A rehabilitation treatment addressing specific cognitive and academic weaknesses identified through standardized testing should be considered as a potential intervention for medical students with multiple test failures on USMLE examinations.
In addition, the academic medicine community should closely examine the heavy reliance on the USMLE Step examinations to determine progress in medical school and residency. Even 10 years ago, Williams criticized the sole use of the USLME Step 1 and Step 2 scores to determine program effectiveness and student competencies, and he encouraged the development of objective, standardized measures of clinical competencies.23 The use of a language-based reading test that requires rapid reading and comprehension skills places specific types of students at a disadvantage when they attempt to pass the Step examinations for the first time. The limited data from this study, along with those from the literature, suggest that students who generally have more difficulties passing the Step examinations are from underrepresented minorities and are those individuals for whom English is not the primary language. Research has found that the development of fluent reading skills, such as whole word reading, is hampered when students do not have sufficient early exposure to English text.21
In the United States, the most recent 2000 census data indicate that the portion of Americans who speak English poorly or not at all has grown by nearly 60% since 1990. Currently, nearly seven million Americans speak little or no English.24 Therefore, physicians who are bilingual are extremely valuable, given their ability to communicate in a variety of languages needed by Americans to obtain optimal medical care.
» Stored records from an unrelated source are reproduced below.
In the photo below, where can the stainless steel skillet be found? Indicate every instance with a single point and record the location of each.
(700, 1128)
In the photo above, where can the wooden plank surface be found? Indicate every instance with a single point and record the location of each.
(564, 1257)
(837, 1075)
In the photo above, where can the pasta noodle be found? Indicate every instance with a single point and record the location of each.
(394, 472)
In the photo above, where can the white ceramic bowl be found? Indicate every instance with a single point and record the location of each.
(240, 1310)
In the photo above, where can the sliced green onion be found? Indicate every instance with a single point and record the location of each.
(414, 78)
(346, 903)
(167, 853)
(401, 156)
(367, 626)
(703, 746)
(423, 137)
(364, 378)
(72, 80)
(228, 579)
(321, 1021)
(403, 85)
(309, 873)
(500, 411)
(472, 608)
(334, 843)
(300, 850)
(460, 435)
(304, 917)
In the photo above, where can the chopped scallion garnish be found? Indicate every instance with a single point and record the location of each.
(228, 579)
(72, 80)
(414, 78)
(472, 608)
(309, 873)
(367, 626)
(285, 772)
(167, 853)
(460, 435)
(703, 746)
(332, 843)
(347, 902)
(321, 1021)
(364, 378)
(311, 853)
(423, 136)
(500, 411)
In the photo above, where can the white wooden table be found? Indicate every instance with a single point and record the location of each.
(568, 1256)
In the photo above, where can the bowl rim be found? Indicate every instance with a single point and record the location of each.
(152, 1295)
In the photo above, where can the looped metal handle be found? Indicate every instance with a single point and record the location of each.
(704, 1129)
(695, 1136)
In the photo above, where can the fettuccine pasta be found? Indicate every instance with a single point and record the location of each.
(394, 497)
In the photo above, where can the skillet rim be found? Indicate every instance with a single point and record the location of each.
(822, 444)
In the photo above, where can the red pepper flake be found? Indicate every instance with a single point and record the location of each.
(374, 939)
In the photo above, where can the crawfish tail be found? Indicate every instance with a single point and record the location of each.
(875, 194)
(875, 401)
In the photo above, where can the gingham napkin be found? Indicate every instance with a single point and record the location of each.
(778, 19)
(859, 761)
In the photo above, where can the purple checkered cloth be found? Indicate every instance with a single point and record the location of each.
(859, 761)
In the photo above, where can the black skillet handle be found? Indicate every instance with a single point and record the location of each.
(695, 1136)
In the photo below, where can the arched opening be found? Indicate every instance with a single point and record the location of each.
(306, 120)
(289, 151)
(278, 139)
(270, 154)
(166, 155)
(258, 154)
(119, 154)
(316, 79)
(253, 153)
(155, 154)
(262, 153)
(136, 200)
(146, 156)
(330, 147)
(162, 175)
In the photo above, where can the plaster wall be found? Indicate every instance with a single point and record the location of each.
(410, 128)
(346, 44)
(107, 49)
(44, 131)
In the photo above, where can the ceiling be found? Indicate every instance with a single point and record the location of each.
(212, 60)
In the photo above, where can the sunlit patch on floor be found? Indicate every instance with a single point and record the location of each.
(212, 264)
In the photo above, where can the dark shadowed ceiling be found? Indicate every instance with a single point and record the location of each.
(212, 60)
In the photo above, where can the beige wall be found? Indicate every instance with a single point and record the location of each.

Unfortunately, some evidence shows that these gifted medical students who speak more than one language have greater difficulty passing the USLME Step examinations and, at times, are asked to leave medical school because of repeated failures on the Step examinations. The academic medicine community must not only decrease its reliance on the USMLE Step examinations to determine which medical students will progress to graduation but also provide CR or like opportunities for those talented, hard-working students who do not initially pass their examinations but who have the potential to become caring, effective physicians.